Did you know that body language accounts for a full 55% of any response, while what you say only accounts for 7%? The remaining percentage goes to paralanguage, or your intonation, pauses, and sighs within a conversation. No matter how intelligent your answers sound, the way you convey them may state the opposite.
According to hiring managers, candidates must put more emphasis on their job interview language, as many people are already trained in how to answer questions. Applicants should be aware of their nonverbal signals and learn to trust their gut instincts.
Below are some tips to help:
Display Confidence from the Start
Keep in mind that recruiters start judging applicants as soon as they enter the room, even before any discussion gets underway. To project confidence, act as if you belong when entering the interviewer’s office. Avoid knocking on any doors gingerly as it implies a lack of confidence. Greet the interviewer with direct eye contact and a firm handshake when you enter the room.
Don’t start talking immediately. Wait for the recruiter to invite you to sit before choosing a chair. Make sure to sit close to the desk or just across from the recruiter.
Be Careful of the Proximity
Just how close is too close? No matter how intimidating recruiters can seem, they likely still feel uncomfortable once their personal space is invaded, and that can send the wrong signals. Sitting too far away can make you appear afraid.

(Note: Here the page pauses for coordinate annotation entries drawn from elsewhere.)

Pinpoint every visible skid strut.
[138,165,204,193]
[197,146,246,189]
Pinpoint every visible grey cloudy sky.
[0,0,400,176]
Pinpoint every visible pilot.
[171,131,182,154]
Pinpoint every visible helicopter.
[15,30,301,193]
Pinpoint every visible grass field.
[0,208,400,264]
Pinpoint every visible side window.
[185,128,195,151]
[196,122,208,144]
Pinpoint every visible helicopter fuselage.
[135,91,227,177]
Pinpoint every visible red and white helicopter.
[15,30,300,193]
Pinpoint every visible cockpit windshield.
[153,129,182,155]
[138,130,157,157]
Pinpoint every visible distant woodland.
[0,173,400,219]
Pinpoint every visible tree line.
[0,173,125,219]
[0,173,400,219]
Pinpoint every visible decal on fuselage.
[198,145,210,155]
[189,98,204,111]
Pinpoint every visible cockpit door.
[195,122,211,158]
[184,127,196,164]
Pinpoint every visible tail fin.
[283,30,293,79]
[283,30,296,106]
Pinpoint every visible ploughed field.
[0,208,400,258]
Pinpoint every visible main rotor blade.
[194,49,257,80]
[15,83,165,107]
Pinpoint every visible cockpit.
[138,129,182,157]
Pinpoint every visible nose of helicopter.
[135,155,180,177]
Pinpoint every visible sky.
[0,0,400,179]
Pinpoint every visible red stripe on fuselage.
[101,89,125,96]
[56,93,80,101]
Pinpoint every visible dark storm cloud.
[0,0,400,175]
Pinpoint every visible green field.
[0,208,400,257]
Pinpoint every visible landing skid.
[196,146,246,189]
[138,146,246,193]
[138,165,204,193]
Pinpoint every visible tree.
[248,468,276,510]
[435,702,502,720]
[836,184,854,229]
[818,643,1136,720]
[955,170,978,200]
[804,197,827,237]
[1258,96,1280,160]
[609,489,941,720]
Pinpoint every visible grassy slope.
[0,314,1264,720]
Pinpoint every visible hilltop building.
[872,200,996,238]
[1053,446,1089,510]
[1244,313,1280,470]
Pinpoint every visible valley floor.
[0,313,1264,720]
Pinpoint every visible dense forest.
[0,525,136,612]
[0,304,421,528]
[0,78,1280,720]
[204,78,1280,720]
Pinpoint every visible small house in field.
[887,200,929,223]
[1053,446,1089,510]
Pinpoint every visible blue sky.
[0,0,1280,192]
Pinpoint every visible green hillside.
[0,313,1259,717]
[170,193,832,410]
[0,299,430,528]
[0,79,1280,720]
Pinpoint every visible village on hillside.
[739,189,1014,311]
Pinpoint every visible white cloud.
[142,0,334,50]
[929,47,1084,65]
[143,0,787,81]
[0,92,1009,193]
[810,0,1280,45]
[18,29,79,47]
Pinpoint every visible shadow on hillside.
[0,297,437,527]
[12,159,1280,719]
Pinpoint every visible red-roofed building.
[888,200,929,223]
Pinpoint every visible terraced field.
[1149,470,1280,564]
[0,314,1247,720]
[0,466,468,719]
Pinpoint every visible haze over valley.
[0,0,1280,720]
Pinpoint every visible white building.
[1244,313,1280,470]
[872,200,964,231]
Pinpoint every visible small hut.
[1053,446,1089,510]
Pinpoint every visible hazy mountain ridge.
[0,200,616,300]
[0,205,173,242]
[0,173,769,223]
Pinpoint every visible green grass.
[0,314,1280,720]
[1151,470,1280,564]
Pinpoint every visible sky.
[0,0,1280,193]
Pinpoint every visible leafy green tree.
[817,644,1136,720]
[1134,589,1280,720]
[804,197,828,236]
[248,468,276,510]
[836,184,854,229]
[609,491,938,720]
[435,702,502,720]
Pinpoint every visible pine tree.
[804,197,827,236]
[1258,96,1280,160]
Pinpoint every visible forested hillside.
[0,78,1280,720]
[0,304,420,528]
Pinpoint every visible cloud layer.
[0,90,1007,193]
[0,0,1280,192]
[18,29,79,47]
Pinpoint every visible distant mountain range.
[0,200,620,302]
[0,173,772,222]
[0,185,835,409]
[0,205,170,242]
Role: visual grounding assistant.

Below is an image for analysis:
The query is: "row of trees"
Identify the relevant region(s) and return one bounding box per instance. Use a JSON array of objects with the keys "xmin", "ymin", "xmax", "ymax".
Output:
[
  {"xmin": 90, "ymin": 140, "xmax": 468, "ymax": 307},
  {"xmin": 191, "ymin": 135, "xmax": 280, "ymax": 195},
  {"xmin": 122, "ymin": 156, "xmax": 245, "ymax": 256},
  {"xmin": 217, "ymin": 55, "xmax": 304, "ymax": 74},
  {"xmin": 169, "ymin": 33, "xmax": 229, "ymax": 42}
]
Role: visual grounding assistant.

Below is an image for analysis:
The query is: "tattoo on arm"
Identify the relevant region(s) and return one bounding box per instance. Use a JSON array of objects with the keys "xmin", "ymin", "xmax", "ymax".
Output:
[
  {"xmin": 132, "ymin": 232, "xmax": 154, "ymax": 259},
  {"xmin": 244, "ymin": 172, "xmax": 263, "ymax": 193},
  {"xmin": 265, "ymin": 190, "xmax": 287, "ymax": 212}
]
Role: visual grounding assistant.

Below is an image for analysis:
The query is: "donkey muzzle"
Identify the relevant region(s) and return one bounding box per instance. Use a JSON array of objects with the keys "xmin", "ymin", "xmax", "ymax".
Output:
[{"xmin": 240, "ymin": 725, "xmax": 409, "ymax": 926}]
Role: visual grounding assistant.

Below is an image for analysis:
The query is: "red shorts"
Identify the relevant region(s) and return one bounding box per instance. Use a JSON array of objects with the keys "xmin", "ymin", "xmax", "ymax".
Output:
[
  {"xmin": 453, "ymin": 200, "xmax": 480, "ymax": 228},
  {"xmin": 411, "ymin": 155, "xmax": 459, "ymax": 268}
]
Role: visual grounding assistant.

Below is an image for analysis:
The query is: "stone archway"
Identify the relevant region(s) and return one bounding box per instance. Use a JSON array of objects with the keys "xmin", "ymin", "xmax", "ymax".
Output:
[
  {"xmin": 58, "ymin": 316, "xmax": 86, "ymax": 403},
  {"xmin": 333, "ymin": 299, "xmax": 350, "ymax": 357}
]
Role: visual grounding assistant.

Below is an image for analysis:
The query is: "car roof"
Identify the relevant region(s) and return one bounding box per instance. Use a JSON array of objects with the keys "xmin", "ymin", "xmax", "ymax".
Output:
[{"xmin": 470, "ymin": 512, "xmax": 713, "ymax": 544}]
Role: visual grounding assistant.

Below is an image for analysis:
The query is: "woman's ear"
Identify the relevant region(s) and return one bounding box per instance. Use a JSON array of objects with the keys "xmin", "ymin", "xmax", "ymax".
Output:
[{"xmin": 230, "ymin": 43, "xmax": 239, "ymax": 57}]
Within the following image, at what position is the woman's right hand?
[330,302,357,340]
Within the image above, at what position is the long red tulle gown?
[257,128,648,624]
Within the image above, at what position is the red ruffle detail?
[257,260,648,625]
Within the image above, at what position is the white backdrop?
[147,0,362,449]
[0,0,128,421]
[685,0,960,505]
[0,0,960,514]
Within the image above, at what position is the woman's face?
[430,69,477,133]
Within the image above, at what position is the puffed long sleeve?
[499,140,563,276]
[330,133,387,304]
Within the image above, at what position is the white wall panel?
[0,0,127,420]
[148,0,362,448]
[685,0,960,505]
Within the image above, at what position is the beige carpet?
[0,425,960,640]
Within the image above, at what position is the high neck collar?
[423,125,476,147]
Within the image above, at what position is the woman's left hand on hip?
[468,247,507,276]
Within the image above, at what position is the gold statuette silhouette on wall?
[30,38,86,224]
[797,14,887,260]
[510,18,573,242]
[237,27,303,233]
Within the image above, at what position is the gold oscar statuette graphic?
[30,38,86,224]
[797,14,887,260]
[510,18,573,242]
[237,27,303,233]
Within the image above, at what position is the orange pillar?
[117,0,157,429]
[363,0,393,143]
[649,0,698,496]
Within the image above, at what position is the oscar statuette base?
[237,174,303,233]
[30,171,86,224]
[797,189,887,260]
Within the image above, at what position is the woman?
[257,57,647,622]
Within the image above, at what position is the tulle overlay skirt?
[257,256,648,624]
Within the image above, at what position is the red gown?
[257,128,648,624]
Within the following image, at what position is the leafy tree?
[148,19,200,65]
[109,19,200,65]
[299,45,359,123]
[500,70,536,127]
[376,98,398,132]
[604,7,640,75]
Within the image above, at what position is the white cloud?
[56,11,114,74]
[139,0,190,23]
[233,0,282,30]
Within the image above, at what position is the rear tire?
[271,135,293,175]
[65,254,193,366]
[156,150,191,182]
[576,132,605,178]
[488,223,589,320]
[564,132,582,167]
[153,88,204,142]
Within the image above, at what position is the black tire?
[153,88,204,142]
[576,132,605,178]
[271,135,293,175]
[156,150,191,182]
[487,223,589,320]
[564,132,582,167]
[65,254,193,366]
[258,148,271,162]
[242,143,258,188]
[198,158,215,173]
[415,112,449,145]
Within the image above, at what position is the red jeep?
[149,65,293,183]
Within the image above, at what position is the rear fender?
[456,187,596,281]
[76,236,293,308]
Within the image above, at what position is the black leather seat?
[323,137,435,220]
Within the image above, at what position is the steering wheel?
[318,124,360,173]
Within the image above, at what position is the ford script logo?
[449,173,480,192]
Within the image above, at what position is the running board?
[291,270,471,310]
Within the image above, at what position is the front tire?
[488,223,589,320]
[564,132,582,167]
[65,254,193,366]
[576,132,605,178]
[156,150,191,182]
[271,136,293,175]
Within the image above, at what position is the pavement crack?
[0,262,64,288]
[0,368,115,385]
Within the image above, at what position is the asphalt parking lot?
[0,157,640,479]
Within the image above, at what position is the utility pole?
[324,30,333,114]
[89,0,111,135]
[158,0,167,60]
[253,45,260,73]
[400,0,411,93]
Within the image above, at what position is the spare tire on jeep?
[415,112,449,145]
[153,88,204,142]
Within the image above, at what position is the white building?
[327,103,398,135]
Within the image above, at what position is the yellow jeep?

You can display sincerity and confidence by making eye contact during the conversation and using simple yet expressive gestures. (These gestures shouldn’t be too distracting.)Avoid looking down during the interview.
Get to the Point
Projecting positive body language is vital during the interview. Speak naturally and monitor your speaking voice to make sure you’re delivering the right message. Don’t deviate from your regular speaking style to avoid being misunderstood.
Get your point across by speaking with a relaxed voice. Once you start feeling insecure, expect your voice to change. When you’re nervous, you’re more likely to clear your throat and utter filler words.
Once you know how to get a hold of your nerves, expect your mannerisms and paralanguage to come across the way you want them to—before, during and after the interview.